Creatine - Uses

Author: Joe Cannon MS, CSCS
Creatine, a natural substance that is made in the body as well as found in meat and fish, is arguably one of the most highly researched dietary supplements in history. Over the last several years creatine has enjoyed unprecedented popularity in the fitness community because it tends to make people stronger and more powerful. However research is finding that creatine may have uses that go beyond its application in the gym setting.

Creatine and Exercise

As was mentioned above, creatine is a supplement that people use to help make them stronger and more powerful. This effect has been validated by a large number of published, clinical studies. Most investigations find that creatine helps when combined with high intensity exercise, lasting less than 30 seconds. Examples of such activities include powerlifting, martial arts, javelin throwing and sprinting to name a few. Creatine does not seem to improve athletic ability that in events that are not high intensity such as jogging, low intensity circuit training or hiking. With respect to how much to use, it is normally recommended that people start with a loading phase of about 20 grams a day for a week followed by a maintenance phase of between 2-5 grams. I am of the opinion that the loading phase is not necessary in light of a 1996 study published in the Journal of Applied Physiology showing that one month of using 3 grams of creatine per day elevates muscle creatine levels as much as using 20 grams for a week. It should be noted that not all studies find that creatine works. The reasons for this inconsistency are not well understood. Today many creatine products exist. It should be noted that most of the research to date has been done using creatine monohydrate. For the moment, I would steer clear of liquid creatine supplements because they tend to break down faster.

Other Creatine Uses?
Gyrate Atrophy: Gyrate atrophy is a rare genetic degenerative eye disorder that can result in near sightedness, night blindness and cataracts. Some evidence suggests that using 1.5 grams of creatine may improve and delay the progression of gyrate atrophy.

Congestive Heart Failure. Congestive heart failure results when the heart can no longer pump enough blood to sustain normal activities. People with this condition usually become tired and short of breath during activity. Some studies have found that creatine may improve the way people with congestive heart failure deal with the stress of exercise.

Cholesterol Reduction. Preliminary evidence from at least one study suggests that several weeks of 5 grams per day of creatine may help lower cholesterol, LDL (the so called bad cholesterol) and triglyceride levels in some people.

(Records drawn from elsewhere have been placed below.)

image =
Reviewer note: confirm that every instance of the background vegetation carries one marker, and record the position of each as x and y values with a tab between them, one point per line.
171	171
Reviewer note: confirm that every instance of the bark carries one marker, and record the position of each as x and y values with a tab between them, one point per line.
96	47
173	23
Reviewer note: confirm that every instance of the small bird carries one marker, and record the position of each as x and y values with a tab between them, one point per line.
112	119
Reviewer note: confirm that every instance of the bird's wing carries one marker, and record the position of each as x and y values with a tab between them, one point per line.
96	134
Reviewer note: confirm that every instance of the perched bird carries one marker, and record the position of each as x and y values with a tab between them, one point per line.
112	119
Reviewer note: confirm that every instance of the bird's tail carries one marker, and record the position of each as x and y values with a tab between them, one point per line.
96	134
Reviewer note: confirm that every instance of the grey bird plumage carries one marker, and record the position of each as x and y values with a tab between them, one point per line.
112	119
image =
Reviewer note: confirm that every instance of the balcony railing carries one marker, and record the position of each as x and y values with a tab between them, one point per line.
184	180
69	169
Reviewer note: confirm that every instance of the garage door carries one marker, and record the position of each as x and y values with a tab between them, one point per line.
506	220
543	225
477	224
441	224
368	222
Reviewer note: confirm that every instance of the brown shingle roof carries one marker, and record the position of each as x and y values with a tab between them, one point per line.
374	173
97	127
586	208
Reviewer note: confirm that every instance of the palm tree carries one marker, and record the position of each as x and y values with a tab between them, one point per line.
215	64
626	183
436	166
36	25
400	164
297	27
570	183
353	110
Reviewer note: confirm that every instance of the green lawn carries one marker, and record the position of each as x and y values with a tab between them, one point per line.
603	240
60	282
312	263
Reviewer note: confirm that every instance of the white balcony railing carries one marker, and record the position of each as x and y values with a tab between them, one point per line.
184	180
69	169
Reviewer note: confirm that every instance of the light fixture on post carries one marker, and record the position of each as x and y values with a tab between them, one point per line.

Muscular Dystrophy. Muscular dystrophy actually refers to a family of related syndromes characterized by a progressive degeneration and weakness of muscle. Some studies have found that creatine can mildly improve strength in people afflicted with some forms of muscular dystrophy.

Side Effects

Aside from occasional nausea, and diarrhea, most studies to date have not found any serious negative side effects associated with creatine use. The most consistent side effect that has been observed is a gain in water weight where people can expect to gain between 1-3 pounds following creatine use. Creatine should be used with caution by people who have kidney disorders because it is broken down by the kidneys. Creatine is metabolized to small amounts of formaldehyde. While this has not yet been shown to be a problem, more research is needed to better ascertain what effect, if any, this may have in humans.